2872 sayılı Çevre Kanununun "amaç" başlıklı 1. maddesinde yasanın
amacı kapsamlı olarak açıklandıktan sonra 17. maddesinde çevre kirliliğinin
önlenmesi, çevrenin iyileştirilmesi için "Çevre Kirliliğini Önleme Fonu"

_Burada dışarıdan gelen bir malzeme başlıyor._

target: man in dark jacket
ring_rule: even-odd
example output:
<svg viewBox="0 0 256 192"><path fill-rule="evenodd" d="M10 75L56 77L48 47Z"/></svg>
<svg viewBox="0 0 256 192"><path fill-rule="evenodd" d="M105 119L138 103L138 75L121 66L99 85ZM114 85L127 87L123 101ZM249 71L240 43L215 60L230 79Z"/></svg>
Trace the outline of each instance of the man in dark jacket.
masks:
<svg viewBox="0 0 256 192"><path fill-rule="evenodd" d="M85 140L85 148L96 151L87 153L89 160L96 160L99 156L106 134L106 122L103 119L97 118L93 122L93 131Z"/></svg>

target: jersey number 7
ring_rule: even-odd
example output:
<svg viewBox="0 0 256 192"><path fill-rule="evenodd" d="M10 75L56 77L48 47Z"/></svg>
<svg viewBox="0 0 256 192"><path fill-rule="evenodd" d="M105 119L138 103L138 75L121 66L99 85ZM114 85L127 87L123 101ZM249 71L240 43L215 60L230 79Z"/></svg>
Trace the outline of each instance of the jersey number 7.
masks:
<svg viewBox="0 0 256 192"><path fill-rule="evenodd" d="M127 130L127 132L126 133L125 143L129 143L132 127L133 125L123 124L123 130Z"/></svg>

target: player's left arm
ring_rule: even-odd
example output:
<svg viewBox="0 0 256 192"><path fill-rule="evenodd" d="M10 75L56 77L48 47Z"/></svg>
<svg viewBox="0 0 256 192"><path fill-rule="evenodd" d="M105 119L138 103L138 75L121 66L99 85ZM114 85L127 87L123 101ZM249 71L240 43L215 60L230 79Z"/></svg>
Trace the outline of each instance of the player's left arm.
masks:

kurulduğu Fonun kullanılması başlıklı 19. maddesiyle de Başbakanlık Çevre
Müsteşarlığı (Çevre Bakanlığı) aracılığı ile kullanılacağı, ita amirinin
Devlet Bakanı (Çevre Bakanı) olduğu Fondan yapılacak harcamaların, 1050
sayılı muhasebei Umumiye ve Devlet İhale Kanunu hükümlerine tabi olmadığı,
Çevre kirliliğini önleyici araştırma ve eğitim faaliyetleriyle çevre
temizlenmesi gibi konularda gider yapabileceği hükme bağlanmış, Çevre
Kirliliğini Önleme Fonu Yönetmeliğinin, 17. maddesiyle de Fonun harcama
yapabileceği faaliyet alanlarına ilişkin yasa hükmüne uygun düzenlemelere yer
verilmiştir. Anılan bu yasa ve yönetmelik hükümlerine göre Çevre Kirliliğini
Önleme Fonunun ita amiri durumunda bulunan Çevre Bakanına, çevre kirliliğini
önleyici araştırma eğitim ve çevrenin temizlenmesi gibi konularda görev ve
ayrıca gider yapma yetkisinin verildiği açıktır. Çevre Kanununun 1.

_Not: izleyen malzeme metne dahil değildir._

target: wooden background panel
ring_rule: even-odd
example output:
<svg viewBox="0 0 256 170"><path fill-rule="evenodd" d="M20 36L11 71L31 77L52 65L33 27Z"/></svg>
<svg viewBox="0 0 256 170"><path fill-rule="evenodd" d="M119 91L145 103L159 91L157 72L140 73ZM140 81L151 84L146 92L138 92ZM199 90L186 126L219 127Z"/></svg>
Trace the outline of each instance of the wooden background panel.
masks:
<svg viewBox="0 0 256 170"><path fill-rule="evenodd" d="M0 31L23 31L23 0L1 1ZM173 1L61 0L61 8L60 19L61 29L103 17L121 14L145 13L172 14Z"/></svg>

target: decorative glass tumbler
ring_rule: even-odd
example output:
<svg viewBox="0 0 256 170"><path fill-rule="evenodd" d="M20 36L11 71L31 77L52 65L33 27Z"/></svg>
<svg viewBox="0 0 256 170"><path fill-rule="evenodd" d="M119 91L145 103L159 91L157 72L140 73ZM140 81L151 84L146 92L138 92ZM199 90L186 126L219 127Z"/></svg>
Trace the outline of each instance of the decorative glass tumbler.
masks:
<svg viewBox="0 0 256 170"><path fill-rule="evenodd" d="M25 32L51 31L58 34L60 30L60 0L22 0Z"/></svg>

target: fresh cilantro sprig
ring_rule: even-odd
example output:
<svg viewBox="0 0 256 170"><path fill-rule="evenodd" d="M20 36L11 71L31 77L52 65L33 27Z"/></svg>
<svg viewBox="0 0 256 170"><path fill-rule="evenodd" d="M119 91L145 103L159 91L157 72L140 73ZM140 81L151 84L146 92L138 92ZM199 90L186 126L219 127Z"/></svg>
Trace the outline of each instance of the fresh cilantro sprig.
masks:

maddesinde açıklanan amaçlara uygun olarak kamuya hizmet vermek amacıyla
kurulmuş bulunduğu anlaşılan davacı Vakıf ile Bakanlık arasında yapılmış
bulunan protokollerde sözü edilen "Türk Çevre Mevzuatı" adlı kitabın 2.

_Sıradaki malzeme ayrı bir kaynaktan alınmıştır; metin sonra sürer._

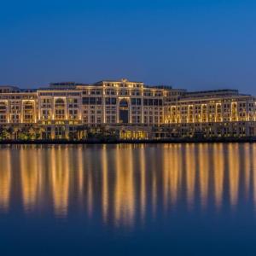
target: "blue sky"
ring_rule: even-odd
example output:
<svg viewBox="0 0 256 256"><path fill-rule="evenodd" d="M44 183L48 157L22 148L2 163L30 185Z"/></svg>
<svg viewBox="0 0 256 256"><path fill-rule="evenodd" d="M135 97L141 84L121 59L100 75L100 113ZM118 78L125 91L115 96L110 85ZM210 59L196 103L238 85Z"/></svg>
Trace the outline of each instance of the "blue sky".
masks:
<svg viewBox="0 0 256 256"><path fill-rule="evenodd" d="M256 95L256 1L0 0L0 84L144 81Z"/></svg>

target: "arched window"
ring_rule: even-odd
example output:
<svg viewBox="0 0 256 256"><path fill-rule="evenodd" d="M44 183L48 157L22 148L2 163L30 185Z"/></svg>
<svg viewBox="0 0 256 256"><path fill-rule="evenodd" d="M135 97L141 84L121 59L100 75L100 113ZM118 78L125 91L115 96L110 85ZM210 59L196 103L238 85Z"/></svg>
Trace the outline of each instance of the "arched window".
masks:
<svg viewBox="0 0 256 256"><path fill-rule="evenodd" d="M55 108L64 108L65 102L63 99L56 99L55 101Z"/></svg>

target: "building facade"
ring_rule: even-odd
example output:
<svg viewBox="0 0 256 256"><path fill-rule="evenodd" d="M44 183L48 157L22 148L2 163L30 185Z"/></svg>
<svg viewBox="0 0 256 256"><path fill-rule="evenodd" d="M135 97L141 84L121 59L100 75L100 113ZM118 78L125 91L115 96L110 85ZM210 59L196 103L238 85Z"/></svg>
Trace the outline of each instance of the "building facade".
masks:
<svg viewBox="0 0 256 256"><path fill-rule="evenodd" d="M255 121L255 97L234 90L188 92L127 79L0 87L3 138L248 137Z"/></svg>

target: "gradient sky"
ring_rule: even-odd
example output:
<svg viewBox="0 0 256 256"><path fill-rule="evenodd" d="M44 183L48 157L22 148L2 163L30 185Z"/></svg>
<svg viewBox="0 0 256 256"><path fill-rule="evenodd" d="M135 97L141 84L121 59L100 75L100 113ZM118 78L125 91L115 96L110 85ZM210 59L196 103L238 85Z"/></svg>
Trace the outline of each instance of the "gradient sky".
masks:
<svg viewBox="0 0 256 256"><path fill-rule="evenodd" d="M0 84L144 81L256 95L256 1L2 0Z"/></svg>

baskısının yapılması yayınlanması projesi ile "Kütüphane ve dökümantasyon
merkezinin geliştirilmesi" projesinin çevre kirliliğini önleyici araştırma ve
eğitim faaliyeti olduğunda duraksanmamalıdır. Protokollerin içerdiği esaslar
dairesinde Başkanlığın ödemeyi yükümlendiği miktarın karşılıksız bir yardım
vaadi niteliğinde olduğu da söylenemez. Bakanlık Fondan anılan ödemeyi
yapmakla, yasa ve yönetmenlik hükümlerine göre çevre kirliliğinin önlenmesi,
temiz tutulması amacıyla genel anlamda bir eğitim faaliyetine katkıda
bulunmakta, bu projenin bakanlığın katkısı ile gerçekleştiğinin uygun bir
şekilde gösterilmesini, basımı yapılacak kitaptan 250 adedinin ücretsiz
alımını kütüphane ile ilgili proje sonunda meydana getirilecek eserin de
telif hakkını temin etmektedir. Diğer taraftan Vakfın protokol hükümlerine
aykırı davranması halinde de yapmış olduğu ödemeleri 6183 sayılı yasa
hükümlerine göre faizi ile birlikte geri alabilmekte böylece fonun zarar
görmesi de önlenmektedir.
Her nekadar Fonun her türlü alım satım ve hizmet gibi işlemlerinin
"Fonlar ihale Yönetmeliği" hükümlerine tabi olacağı ayrıca yönetmelikte
düzenlenmiş ise de; Fonlar ihale Yönetmeliğinin 44. maddesinin (e) fıkrasının
(ee) ve (ef) bentlerinde, "fikir ve sanat eserleri üzerindeki her çesit mali
hakların tamamen veya kısmen alımı" fikir ve sanat eserleri yapma, yaptırma
ve alma" işlemlerinin pazarlık usulüyle yapılabilme imkanı tanınmıştır.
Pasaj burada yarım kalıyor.